Southern Arizona group raises awareness to stop sex trafficking - Tucson News Now

Southern Arizona group raises awareness to stop sex trafficking in Tucson

The founder of Sold No More provides warning signs for friends and family worried about potential sex trafficking (Source: Kristin Haubrich). The founder of Sold No More provides warning signs for friends and family worried about potential sex trafficking (Source: Kristin Haubrich).
TUCSON, AZ (Tucson News Now) -

Sex trafficking – it’s a hidden crime but it is happening right here in our community.

On Saturday the local non-profit group “Sold No More,” held their Walk 4 Freedom to help raise awareness on the issue.

Jerry Peyton, the Executive Director of Sold No More, said more than 2,000 7th through 12th graders in the Tucson area are involved in sex trafficking every year.

His own daughter was sex trafficked when she was just 14 years old.

Peyton said a close classmate of hers had committed suicide. She felt guilty and had a difficult time dealing with the trauma and ran away from home.

“She winds up from being a model kid to living in a home with four men who were using her for sex, taking her to Nogales to smuggle drugs across the boarder.
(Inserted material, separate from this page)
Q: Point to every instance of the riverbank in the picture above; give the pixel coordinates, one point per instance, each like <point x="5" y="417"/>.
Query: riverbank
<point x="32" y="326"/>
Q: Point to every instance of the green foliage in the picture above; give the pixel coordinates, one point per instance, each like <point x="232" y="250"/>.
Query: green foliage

So she says yeah all of the sudden I’m prostituting, drug smuggling and pole dancing at 14,” Peyton said.

Peyton created the non-profit, Sold No More, six years ago after his daughter was rescued from sex trafficking. He’s dedicated his life to putting a stop to it in Tucson. He said 80 percent of sex trafficking victims are runaways.
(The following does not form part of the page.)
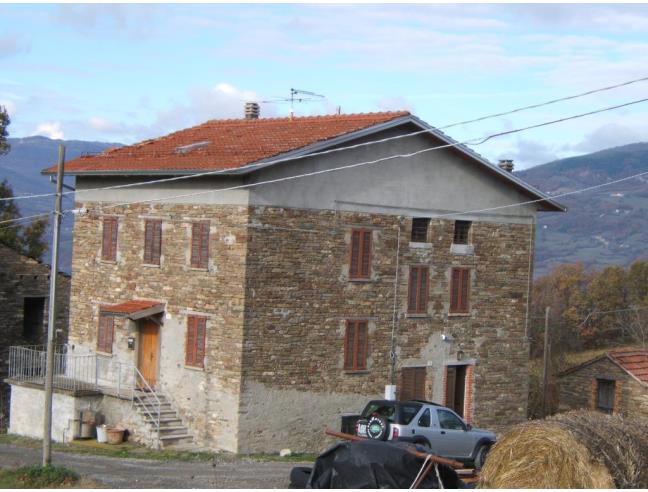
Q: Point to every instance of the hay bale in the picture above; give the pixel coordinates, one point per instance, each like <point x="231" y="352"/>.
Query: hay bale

Sold No More is the only organization in the U.S. providing sex trafficking prevention education throughout a school district. He said traffickers are increasingly using social media and phone apps to contact vulnerable teenagers.

He said students are also pressured by their peers to provide sexual photos or perform sexual acts. 
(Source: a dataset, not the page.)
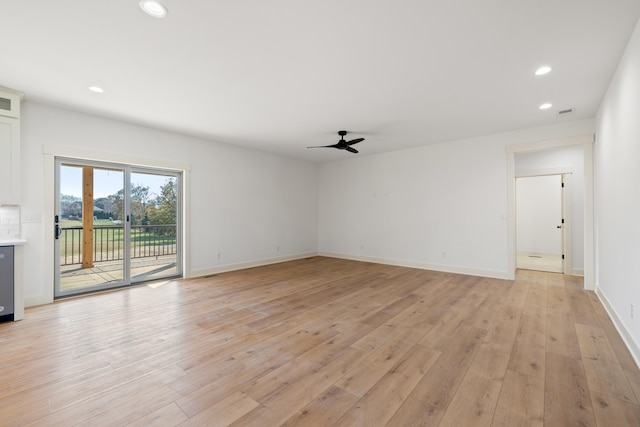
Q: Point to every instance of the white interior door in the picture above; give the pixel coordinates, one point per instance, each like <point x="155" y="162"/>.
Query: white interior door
<point x="539" y="222"/>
“We talk about your cell phones and images. Images of minors, sexual images, that’s called child pornography. It’s a felony to have it, show it, or send it. I was standing next to a teacher in the assembly and she said, do you see what the kids are doing in the bleachers? They all pulled their cell phones out – they’re deleting pictures, because they all have it,” Peyton said.

Peyton said we all need to keep our eye out for warning signs of how to spot a sex trafficking victim. He said young girls wearing stiletto heels is typically a universal sign for predators that she’s “for sale.”

He also said girls checking into hotel rooms with much older men, and avoiding eye contact – are also suspicious signs that you need to report to law enforcement.